Your employer has made agreements concerning our pension plan with the trade unions. ING CDC Pensioenfonds will be the administrator of this pension plan. CDC is short for Collective Defined Contribution. In a CDC pension plan, annual contributions are fixed, while the resulting pension is not. As our average life expectancy is rising and financial markets are too volatile to predict, we don’t know in advance whether pension contributions and return on pension fund investments will be adequate. Your pension accrual, pension benefits and future indexations are not guaranteed. They are dependent on the financial resources held by ING CDC Pensioenfonds. The risk that your pension may ultimately be too low to meet your needs or expectations is your risk.
While the CDC pension plan is the same for all employees of ING, everyone’s personal situation is different. Solidarity is a fundamental principle of the CDC pension plan, meaning that all results, positive as well as negative, will have to be shared by all employees and former employees such as pensioners (note that this applies only for pension accrued after 1 January 2014).

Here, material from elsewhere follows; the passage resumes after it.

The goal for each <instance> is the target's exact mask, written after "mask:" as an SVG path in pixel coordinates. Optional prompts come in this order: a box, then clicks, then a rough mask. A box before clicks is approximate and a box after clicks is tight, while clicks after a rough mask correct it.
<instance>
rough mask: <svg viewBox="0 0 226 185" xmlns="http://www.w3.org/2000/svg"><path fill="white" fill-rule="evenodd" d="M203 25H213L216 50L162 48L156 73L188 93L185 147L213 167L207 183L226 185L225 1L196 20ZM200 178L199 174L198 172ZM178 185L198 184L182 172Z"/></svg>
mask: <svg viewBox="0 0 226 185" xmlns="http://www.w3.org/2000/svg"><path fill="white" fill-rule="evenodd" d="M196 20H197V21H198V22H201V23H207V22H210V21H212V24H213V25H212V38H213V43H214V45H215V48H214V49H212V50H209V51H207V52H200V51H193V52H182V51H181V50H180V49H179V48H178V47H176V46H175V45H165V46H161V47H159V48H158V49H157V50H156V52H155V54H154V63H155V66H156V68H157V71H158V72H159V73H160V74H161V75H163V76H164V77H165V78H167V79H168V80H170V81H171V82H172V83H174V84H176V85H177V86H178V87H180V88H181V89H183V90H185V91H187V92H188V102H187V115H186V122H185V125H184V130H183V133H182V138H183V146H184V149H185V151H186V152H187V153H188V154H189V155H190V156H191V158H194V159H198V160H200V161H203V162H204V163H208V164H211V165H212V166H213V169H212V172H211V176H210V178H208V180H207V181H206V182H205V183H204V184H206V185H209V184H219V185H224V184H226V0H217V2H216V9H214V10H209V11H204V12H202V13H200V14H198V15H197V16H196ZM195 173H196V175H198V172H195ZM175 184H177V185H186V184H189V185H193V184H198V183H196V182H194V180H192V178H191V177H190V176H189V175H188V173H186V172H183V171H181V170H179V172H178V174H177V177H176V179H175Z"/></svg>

The CDC pension plan works as follows:
- ING pays a fixed contribution to ING CDC Pensioenfonds every year; the contribution is based on a fixed calculation method.
- You build up pension entitlement for the salary you earn (up to € 11,483 per month in 2024. This amount is adjusted annually to correspond with the maximum amount allowable for tax purposes). This is referred to as your pensionable salary.
- Your state old-age pension accrual (AOW) is taken into account, which is why a part of your salary does not accrue pension. This part is called the threshold for pension accrual (franchise).
- The accrual ambition is 1.768% of your pension base per year, provided the contribution is sufficient. Your pension base is equal to your maximum amount of pensionable salary minus the threshold for pension accrual (franchise).
- As long as you remain employed by ING, the pension base that corresponds to your pensionable salary accrues pension every year. This is what we call an average salary system.
- The contribution is invested. Return on the investments is needed to pay your pension benefits and to fund future indexation. Indexation is important because it helps maintain the purchasing power of your pension despite inflation. Return on investment is unpredictable, which is why (full) annual indexation of your pension cannot be guaranteed and you cannot be sure your pension will keep pace with annual inflation rates.
- Contributions may be insufficient and return on investments could be disappointing. This will result in less pension accrual and less indexation, or none at all. Ultimately, your pension may be lower than expected. In the CDC pension plan, this risk has been shifted to you personally. Your pension accrual and indexation are conditional upon the level of ING CDC Pensioenfonds’s financial resources being adequate.
This means that if the result is below expectations, the employer will not make supplemental payments. Reason enough for you to spend some time studying your pension.
ING CDC Pensioenfonds will guide you by providing information that specifically addresses your situation.